By looking at the patterns, we can say that the number of bits required to represent the whole string will be low as we can replace each pattern with a reduced number of bits. However, take a look at the following string.

abdcdabcdad

The patterns previously present are no longer there. This will mean that we will need a higher number of bits to represent the above string.

Ok, that’s all well and good, but how does this apply to firmware analysis. Well, using the above concept and identifying that compressed and encrypted data have much higher entropy than other data, we can distinguish the various regions of the firmware.

Before we start calculating the region based entropy, let’s calculate the entropy for the entire file using Shannon entropy. The formula is shown below.

shanon

The same rewritten in python is shown below.

def information_entropy(data):
  # Create a counter for all the 256 different possible values
  possible_vals = dict(((chr(x), 0) for x in range(0, 256)))

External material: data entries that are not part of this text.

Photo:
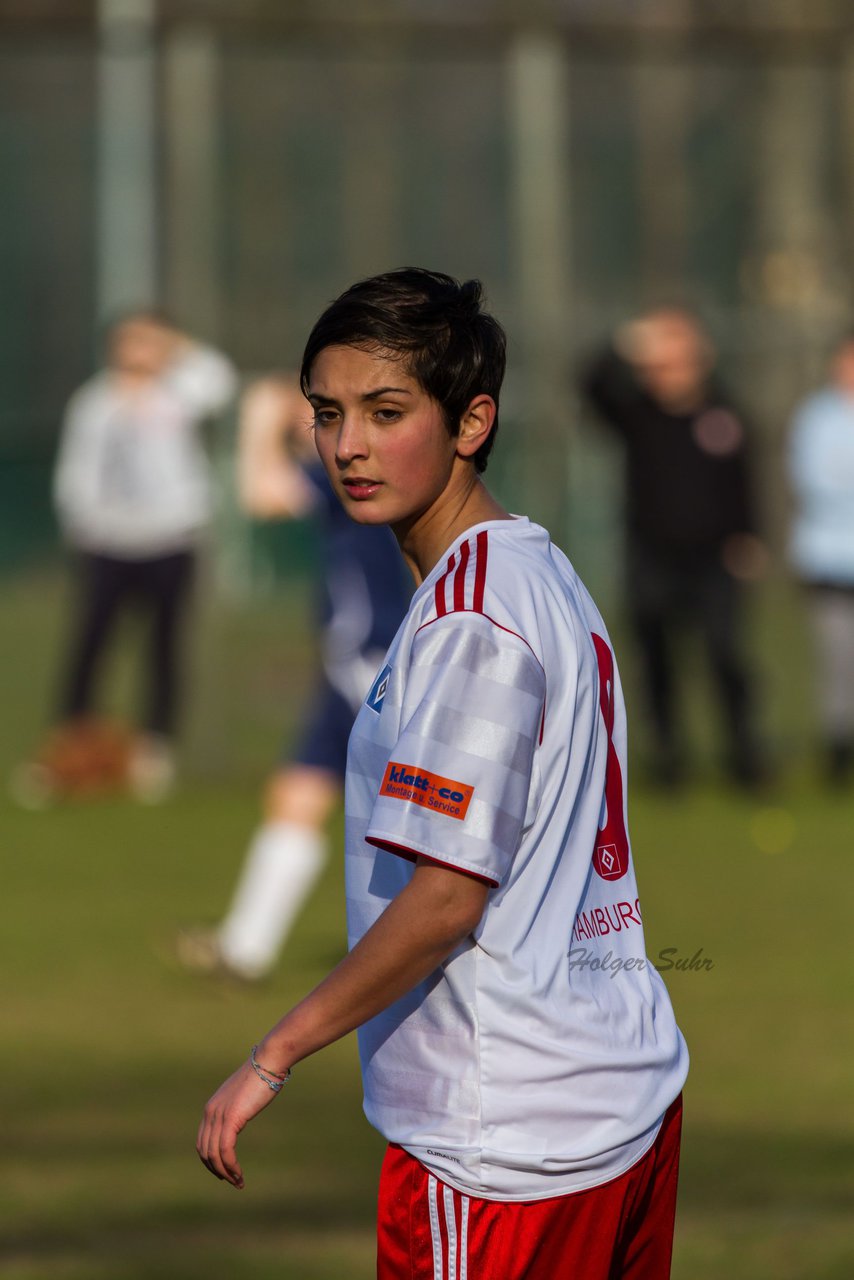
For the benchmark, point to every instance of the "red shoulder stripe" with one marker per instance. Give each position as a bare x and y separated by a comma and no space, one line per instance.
480,570
460,577
441,607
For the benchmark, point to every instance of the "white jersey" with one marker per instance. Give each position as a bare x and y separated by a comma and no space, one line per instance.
540,1057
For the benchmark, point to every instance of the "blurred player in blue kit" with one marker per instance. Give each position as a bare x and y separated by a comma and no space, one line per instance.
362,595
519,1051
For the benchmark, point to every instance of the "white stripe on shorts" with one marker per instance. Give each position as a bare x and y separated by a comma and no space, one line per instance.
438,1265
451,1225
457,1238
464,1238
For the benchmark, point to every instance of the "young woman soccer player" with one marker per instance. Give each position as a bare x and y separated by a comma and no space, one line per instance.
519,1051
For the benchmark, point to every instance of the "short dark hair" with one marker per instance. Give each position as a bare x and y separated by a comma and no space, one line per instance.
434,324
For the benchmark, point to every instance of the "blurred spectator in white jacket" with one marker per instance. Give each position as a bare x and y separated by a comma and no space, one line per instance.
133,496
821,470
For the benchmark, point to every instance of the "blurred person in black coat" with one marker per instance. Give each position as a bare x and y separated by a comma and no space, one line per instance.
690,521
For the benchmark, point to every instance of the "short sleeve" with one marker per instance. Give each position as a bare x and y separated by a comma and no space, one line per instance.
457,784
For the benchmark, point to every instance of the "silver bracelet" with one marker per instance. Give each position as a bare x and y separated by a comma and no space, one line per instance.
266,1075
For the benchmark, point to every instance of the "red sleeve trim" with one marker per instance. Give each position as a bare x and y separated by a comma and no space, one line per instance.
414,854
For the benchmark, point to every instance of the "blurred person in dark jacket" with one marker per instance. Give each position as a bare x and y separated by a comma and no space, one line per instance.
690,522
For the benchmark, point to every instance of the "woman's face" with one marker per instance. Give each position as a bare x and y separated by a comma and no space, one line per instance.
382,439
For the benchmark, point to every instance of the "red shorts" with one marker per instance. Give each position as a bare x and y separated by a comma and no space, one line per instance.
622,1230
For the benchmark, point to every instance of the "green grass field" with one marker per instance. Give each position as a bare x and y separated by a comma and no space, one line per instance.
110,1051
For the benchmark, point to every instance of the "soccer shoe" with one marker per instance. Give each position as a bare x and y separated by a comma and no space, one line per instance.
200,951
151,769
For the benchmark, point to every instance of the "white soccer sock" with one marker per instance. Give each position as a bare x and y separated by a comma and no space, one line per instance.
282,867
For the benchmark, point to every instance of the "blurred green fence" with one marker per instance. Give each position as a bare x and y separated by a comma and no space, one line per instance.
685,151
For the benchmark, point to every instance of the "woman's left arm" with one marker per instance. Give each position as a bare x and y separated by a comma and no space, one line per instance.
429,918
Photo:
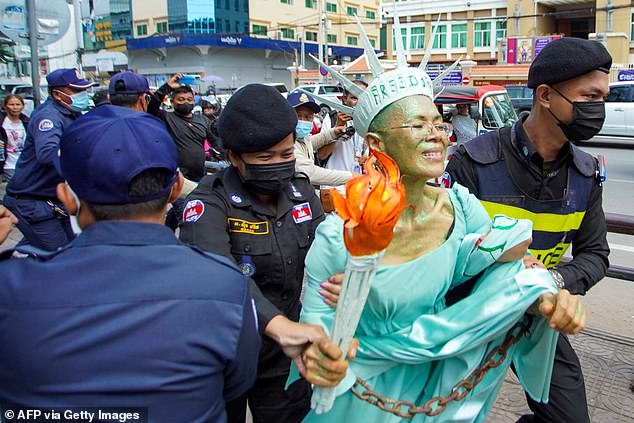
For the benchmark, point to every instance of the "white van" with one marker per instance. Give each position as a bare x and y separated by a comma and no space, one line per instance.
619,110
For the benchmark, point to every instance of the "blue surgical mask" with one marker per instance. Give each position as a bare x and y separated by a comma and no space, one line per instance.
303,128
79,101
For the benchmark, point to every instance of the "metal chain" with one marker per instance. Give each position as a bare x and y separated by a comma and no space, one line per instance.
460,390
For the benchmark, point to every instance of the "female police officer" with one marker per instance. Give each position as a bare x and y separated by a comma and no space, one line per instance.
262,215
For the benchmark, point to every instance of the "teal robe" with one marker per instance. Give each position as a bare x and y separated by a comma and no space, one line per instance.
412,346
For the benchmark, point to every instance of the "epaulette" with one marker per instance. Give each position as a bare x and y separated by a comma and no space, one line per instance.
29,251
585,163
485,149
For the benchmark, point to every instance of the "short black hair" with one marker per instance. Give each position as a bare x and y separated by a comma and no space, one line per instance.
147,182
183,89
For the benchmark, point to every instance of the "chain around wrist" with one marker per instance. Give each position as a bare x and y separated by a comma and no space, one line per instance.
559,280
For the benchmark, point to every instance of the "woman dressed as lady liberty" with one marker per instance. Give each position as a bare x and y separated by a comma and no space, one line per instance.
412,346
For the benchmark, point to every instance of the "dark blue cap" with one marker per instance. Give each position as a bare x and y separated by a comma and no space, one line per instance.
298,98
103,150
131,83
68,77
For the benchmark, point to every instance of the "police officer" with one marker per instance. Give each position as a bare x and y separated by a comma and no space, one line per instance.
42,219
263,216
131,90
101,322
532,170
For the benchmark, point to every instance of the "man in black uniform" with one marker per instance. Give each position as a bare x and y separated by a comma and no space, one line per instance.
189,132
533,171
262,215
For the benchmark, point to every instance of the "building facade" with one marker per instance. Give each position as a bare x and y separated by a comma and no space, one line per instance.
149,18
234,42
300,19
499,39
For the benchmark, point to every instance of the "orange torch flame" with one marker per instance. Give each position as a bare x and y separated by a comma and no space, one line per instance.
372,205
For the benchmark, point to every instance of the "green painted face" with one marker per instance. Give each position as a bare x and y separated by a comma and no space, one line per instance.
407,130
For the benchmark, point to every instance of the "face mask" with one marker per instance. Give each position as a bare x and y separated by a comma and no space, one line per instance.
268,179
303,128
587,119
74,222
79,101
183,109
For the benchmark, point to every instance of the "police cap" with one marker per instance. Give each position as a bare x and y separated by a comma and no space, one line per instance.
567,58
102,151
255,118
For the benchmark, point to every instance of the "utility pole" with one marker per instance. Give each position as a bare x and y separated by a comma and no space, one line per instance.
326,28
302,59
320,38
78,33
35,60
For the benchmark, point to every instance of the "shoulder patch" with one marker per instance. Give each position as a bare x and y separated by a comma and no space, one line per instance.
302,213
194,209
235,198
246,227
45,125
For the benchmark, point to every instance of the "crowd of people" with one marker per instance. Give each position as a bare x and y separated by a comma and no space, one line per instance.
102,305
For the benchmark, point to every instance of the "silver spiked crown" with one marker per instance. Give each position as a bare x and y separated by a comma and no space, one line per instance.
387,86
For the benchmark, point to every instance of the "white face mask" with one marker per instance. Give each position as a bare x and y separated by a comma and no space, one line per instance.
74,223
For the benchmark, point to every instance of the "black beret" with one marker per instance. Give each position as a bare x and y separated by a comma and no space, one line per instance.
255,118
567,58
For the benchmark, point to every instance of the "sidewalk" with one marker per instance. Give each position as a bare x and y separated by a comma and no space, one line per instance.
608,365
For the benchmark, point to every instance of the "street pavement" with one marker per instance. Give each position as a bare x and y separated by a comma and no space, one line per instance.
606,348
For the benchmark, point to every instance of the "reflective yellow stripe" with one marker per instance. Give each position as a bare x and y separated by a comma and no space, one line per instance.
552,256
547,222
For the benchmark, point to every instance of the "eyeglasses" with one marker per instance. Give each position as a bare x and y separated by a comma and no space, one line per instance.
425,129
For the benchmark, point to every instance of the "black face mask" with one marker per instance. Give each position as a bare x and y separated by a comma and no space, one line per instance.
268,179
183,109
587,119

  # Increment the counter if the byte has the same value as one of the keys 
  for byte in data:
    possible_vals[chr(byte)] +=1

  data_len = len(data)
  entropy = 0.0

  # Compute the entropy of the data
  for count in possible_vals:
    if possible_vals[count] == 0:
      continue

    p = float(possible_vals[count] / data_len)
    entropy -= p * math.log(p, 2)
  
  return entropy

Running the above function with the input as one of TP Link’s router firmware (TL-WR841Nv14), we get the following output. We can see in the same image that the value is correct by looking at the output from fourmilab’s ENT.

Ent-output

Also, to show that compressed or encrypted data have much higher entropy, we run the same code on sample-text.txt which contains fifty paragraphs of random text from an online text generator.

sample-text

The entropy of the file and the compressed file is shown below.

entropy-sample

Now, to identify regions of higher entropy in between files, we add the following python function.

def chunk_wise_entropy(file_data):
  entropy_chunk = []
  offset_chunk = []

  counter = 0
  data_len = len(file_data)
  if file_data:
    while counter <= data_len:
      entropy_chunk.append(information_entropy(file_data[counter:counter+CHUNK_SIZE]))
      offset_chunk.append(counter)
      counter += CHUNK_SIZE

  plot_entropy(entropy_chunk, offset_chunk)

The above function divides the entire file into chunks of the specified size and calculates the entropy for each chunk. Each chunk’s entropy is stored in a list which we can use to plot the region based entropy.

Results

Calculating the entropy of each chunk of the file helps us identify regions in the file where there might be compressed or encrypted data. To test this, I have put the compressed text file between the uncompressed file in the manner shown below.

main-text

On running the script on main-test, we get the following result.

main-graph

We can very clearly distinguish the compressed region by looking at the region with the high entropy. This is because the file main-test has contents in the order sample-text | compressed-text | sample-text. Since the compressed text is in between the file, the region in the middle has a much higher entropy when compared to the rest.

Testing this on TP Link’s firmware, we get the following result.

TP-Entropy

Looking at binwalk’s results (shown below) and the above image, we can see that at the start of the headers, there is a drop in the entropy (eg. after 1000000) and then a sharp rise in entropy for the compressed regions. In this manner, we can identify the compressed and encrypted regions of most files.

TP-Entropy

To test your files, you can get the entire code from my github page.

Another Application

Most malware, to avoid AV detection, encrypt most of their code with just the unpacker left alone so that it can, during run time, decrypt the file and load it. By calculating the region based entropy and comparing it with existing samples, we can quickly classify malware. This is the basis for SARVAM, which is a fast malware classifier.

That’s it for this post. Please let me know what you think.